The Philadelphia Singers was a choir in Philadelphia, in the U.S. state of Pennsylvania. The group was founded by Michael Korn in 1972 and later directed by David Hayes. In 2001, The Philadelphia Singers was named "Resident Chorus of The Philadelphia Orchestra" and was the only chorus to receive this distinction.

The Philadelphia Singers appeared twice at the Lincoln Center Festival with Kurt Masur and the New York Philharmonic, premiering for the first time in the United States works by Krysztof Penderecki and Dov Seltzer. The choir also appeared with The Philadelphia Orchestra, premiering in the United States works by Sir James MacMillan, Luciano Berio, and Augusta Read Thomas as well as world premieres of works by Daniel Kellogg and Jennifer Higdon.

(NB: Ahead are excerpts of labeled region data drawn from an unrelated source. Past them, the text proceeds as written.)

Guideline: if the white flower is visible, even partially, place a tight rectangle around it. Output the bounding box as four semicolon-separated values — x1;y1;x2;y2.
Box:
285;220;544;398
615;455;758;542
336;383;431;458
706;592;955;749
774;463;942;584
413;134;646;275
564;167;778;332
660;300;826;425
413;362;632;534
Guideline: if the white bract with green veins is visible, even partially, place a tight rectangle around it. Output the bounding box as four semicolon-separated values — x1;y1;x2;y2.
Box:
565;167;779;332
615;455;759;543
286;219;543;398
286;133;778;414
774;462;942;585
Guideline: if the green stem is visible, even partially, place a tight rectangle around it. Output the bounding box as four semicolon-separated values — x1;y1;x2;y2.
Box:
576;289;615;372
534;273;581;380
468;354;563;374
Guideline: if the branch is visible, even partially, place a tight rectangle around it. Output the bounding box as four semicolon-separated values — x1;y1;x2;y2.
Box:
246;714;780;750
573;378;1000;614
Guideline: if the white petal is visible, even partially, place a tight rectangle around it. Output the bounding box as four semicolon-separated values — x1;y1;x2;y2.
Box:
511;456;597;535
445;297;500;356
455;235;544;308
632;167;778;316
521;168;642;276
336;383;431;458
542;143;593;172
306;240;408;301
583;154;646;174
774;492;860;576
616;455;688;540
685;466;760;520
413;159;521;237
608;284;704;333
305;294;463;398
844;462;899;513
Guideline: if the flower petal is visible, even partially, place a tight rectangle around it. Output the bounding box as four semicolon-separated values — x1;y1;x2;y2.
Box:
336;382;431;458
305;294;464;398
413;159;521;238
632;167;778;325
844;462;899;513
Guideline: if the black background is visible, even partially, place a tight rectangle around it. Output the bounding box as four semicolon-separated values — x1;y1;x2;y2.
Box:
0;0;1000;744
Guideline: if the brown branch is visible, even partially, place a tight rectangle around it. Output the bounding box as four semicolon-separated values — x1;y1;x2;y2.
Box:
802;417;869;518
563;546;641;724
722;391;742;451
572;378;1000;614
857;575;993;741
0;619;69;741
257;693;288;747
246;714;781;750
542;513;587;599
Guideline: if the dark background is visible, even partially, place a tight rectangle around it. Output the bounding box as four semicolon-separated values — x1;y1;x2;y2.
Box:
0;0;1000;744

The Philadelphia Singers maintained its own annual subscription series and was the only Philadelphia ensemble to have a regular national radio broadcast on Public Radio International called "Christmas with The Philadelphia Singers". The program was a live broadcast of its annual concert, "Christmas on Logan Square", at St. Clement's Church.  The ensemble was devoted to presenting choral music from all periods with a particular focus on American choral music. The group dissolved after its 2015 season citing rising costs and lack of funding sources.